Bernard Salomon et la fortune des Ovide illustrés

En 1557, l’imprimeur lyonnais Jean de Tournes se hâte de faire paraître un ouvrage dont il ne doute pas du succès. En ces années tout particulièrement, les traductions d’Ovide sont en vogue et le public est friand d’illustrations. Or Bernard Salomon a composé pas moins de 178 gravures qui sont au fondement même de cette nouvelle édition : la Metamorphose d’Ovide figuree forme en effet essentiellement une traduction d’Ovide en images. Les textes – des huitains composés peut-être par le poète Barthélémy Aneau – doivent compléter celles-ci, en rappelant l’essentiel des histoires, sans introduire d’éléments de commentaire. L’organisation de la page (titre-image-suscription) rappelle celle des livres d’emblèmes, et le talent de l’illustrateur se voit jusque dans les arabesques et grotesques qui composent les encadrements.

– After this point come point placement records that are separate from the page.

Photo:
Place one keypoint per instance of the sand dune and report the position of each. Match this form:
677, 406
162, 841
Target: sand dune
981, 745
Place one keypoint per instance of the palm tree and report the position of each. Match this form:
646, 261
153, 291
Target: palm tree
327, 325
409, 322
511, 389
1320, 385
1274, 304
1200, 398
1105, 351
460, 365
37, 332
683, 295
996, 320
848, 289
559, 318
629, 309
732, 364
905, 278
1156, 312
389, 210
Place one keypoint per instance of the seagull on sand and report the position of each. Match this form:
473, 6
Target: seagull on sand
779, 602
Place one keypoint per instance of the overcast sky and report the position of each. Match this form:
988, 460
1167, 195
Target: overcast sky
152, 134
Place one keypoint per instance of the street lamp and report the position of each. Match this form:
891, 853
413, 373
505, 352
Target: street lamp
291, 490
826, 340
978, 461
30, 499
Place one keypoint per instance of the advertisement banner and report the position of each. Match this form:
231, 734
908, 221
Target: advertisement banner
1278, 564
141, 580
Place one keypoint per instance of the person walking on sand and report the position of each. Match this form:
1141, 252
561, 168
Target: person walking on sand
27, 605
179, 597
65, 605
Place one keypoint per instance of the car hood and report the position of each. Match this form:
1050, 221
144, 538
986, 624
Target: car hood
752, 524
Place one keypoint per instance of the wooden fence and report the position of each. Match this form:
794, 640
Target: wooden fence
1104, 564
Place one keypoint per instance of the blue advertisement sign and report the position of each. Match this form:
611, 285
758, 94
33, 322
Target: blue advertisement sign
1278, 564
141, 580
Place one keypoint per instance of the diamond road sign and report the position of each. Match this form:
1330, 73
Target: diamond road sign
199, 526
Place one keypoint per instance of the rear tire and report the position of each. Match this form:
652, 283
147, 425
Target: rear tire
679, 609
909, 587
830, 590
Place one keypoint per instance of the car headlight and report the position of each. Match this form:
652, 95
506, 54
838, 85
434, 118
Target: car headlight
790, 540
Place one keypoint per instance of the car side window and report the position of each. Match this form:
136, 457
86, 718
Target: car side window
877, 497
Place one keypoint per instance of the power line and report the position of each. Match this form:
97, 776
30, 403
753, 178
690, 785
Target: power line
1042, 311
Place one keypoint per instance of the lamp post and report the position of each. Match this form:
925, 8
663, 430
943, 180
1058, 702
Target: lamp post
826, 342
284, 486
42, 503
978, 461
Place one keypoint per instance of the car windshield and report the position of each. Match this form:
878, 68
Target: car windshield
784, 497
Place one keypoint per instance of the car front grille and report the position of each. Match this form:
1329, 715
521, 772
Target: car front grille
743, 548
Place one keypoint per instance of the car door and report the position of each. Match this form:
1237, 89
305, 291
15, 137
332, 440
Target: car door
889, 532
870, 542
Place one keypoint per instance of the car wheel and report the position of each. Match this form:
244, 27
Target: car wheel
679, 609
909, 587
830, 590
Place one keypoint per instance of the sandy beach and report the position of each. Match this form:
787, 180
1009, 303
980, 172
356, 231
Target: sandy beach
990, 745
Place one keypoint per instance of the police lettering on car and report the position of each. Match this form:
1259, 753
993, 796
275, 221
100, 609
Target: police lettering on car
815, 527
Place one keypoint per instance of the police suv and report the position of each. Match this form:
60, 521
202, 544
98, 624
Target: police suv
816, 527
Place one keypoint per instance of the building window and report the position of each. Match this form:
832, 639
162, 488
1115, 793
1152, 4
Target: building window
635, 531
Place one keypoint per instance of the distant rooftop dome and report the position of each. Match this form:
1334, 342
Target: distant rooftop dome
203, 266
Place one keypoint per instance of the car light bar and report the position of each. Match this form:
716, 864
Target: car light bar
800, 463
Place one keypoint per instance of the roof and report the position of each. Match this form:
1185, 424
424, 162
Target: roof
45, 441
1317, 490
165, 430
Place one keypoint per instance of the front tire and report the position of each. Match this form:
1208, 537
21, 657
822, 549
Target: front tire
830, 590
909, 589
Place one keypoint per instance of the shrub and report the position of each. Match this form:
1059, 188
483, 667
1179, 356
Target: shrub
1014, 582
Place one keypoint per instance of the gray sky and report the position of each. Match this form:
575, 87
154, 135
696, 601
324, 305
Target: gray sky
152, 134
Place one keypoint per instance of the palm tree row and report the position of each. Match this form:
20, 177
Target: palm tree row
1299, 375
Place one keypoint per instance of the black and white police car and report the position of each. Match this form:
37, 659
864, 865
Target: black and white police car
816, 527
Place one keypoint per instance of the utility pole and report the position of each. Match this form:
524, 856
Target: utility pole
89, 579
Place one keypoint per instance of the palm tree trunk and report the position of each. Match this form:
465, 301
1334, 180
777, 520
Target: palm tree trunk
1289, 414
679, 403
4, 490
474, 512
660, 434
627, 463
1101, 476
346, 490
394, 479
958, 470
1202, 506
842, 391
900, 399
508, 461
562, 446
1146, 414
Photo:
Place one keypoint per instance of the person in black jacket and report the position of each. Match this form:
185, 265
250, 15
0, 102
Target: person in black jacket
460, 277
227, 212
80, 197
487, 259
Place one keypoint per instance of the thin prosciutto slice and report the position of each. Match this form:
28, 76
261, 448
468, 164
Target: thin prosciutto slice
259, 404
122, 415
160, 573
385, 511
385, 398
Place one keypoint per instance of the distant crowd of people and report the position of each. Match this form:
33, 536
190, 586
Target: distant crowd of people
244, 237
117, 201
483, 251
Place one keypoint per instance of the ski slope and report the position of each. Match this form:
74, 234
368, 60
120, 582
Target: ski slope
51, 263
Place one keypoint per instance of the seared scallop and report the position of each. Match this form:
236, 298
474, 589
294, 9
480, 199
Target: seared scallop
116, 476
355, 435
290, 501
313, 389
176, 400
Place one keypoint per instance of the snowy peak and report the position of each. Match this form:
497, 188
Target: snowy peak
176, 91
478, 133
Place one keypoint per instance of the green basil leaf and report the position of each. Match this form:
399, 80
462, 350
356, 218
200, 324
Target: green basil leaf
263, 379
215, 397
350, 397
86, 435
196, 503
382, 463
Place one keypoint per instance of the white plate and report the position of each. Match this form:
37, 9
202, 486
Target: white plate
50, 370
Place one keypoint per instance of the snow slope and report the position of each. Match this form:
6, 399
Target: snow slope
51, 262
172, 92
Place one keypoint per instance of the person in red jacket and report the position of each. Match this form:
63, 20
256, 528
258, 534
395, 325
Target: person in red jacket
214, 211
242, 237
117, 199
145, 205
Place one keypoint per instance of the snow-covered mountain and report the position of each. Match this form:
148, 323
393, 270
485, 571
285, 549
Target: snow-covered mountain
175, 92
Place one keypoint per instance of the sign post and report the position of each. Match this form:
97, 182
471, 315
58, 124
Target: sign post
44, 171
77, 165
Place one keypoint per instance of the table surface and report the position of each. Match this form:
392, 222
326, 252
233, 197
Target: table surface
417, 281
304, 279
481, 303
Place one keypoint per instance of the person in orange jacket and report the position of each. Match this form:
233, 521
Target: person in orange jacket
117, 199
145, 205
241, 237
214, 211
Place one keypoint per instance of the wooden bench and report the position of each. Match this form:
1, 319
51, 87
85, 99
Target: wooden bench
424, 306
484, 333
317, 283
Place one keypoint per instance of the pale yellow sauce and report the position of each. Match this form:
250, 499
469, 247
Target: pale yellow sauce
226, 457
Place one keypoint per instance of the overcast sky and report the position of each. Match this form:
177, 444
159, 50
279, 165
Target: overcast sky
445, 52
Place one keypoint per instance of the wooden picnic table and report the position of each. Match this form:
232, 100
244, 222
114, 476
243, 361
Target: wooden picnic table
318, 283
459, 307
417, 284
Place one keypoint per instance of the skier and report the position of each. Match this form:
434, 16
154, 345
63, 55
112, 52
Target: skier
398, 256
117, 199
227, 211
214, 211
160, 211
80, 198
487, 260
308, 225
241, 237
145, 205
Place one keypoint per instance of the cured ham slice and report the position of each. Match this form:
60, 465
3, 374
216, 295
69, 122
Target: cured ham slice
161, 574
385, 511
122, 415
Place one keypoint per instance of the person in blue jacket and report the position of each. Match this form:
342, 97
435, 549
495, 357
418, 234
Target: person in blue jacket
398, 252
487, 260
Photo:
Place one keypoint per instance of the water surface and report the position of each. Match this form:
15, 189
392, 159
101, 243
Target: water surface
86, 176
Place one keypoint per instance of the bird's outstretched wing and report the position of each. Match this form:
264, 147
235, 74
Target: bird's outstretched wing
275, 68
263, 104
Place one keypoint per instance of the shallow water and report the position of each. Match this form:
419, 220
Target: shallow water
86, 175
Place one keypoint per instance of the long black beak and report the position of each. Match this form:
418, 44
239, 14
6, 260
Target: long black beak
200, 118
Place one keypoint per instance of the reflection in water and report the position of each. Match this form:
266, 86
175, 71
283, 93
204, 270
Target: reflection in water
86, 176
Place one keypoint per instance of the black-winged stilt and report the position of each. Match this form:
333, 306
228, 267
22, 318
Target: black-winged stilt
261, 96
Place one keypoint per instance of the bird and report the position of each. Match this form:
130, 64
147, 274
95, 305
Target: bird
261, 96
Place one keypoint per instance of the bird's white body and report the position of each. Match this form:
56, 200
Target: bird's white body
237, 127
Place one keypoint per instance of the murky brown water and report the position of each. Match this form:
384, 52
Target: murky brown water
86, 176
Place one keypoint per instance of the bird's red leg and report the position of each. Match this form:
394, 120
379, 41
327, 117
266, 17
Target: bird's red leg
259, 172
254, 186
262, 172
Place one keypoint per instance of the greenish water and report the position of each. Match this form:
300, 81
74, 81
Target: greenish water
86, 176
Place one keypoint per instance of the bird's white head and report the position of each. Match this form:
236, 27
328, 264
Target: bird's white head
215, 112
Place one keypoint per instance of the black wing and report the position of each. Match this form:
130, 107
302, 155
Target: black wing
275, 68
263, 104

À cette date, Bernard Salomon s’est déjà fait connaître comme « peintre » à la fois pour de grands décors utilisés lors de cérémonies d’entrées de grands personnages en ville (Lyon, où il vivait, en premier lieu) et pour l’illustration de livres.

Ses quadrins illustrés de la Bible, publiés en 1553, ont consolidé sa collaboration avec Jean de Tournes. Il y a déployé son art, enrichi par les gravures antérieures et la connaissance des grands maîtres, mais capable d’une originalité marquante en cette période où il n’est scandaleux ni de pratiquer la copie ni de remployer des « bois » (gravés), d’un ouvrage (et d’une maison d’imprimeur) à l’autre. C’est ce qui assure le prestige de Bernard Salomon à son époque et jusqu’à aujourd’hui.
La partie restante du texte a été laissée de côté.